PCT/US95/04512, filed Apr. 07, 1995, describes use of Th2-enhancing cytokines in conjunction with oral tolerization employing autoantigens or bystanders antigens.
None of these applications, however, describes any form of tolerization in combination with methotrexate therapy. Also, prior to the present invention, it was not known whether methotrexate, which inhibits cell division, would inhibit cells involved in mediating mucosal tolerance in the treatment of autoimmune disease.

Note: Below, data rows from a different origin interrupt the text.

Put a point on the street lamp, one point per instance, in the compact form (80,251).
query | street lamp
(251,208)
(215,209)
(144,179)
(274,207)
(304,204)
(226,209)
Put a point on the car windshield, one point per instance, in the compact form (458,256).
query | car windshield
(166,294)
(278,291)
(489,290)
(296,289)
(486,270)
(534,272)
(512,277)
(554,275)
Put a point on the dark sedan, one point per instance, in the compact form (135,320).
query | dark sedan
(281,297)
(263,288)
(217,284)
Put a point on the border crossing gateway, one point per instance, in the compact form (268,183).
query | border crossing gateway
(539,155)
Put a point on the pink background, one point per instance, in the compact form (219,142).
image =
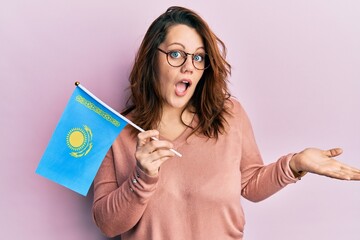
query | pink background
(296,69)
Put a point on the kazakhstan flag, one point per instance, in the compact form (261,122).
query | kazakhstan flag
(84,134)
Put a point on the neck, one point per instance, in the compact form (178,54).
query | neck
(172,122)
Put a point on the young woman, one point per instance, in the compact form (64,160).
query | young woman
(179,91)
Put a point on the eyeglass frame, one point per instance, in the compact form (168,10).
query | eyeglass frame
(185,58)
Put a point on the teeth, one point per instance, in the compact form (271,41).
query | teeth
(187,83)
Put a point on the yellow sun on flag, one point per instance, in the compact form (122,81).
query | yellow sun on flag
(79,141)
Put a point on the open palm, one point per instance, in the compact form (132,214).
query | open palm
(322,162)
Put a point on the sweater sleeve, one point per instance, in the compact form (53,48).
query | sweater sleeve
(260,181)
(118,207)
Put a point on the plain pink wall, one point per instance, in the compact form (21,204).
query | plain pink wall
(296,69)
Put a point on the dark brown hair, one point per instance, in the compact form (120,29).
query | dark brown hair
(211,93)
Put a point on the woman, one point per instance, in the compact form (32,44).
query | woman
(179,90)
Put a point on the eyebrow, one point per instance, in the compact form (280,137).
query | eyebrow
(182,45)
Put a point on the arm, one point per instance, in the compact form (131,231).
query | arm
(323,163)
(259,181)
(117,209)
(126,181)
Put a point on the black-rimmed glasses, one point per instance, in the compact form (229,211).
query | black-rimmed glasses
(177,58)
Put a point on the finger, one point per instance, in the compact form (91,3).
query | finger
(333,152)
(144,137)
(153,146)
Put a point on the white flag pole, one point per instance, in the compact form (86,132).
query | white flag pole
(119,115)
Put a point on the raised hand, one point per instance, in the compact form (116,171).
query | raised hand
(322,162)
(151,154)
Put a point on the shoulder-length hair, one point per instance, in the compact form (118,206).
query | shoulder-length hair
(211,93)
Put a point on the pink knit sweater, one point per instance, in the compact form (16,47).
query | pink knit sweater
(196,196)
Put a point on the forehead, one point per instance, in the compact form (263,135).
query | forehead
(181,34)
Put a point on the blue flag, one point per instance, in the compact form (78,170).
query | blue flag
(84,134)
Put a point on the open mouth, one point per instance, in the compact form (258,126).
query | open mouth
(182,86)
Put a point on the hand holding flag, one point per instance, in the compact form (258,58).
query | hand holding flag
(84,134)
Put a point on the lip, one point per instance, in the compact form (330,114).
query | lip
(185,80)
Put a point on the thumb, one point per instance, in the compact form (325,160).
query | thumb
(333,152)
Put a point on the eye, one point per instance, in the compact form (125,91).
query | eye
(199,57)
(175,54)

One object of the invention is to allow administration of less toxic amounts of methotrexate in the treatment of autoimmune diseases.
An additional object is to allow administration of methotrexate in more frequent administrations in order to reduce the amount that is administered at one time.
Another object is to provide a treatment for autoimmune disease that is more effective than either administration of methotrexate alone or administration of an oral, or more generally, a mucosal tolerizing agent alone.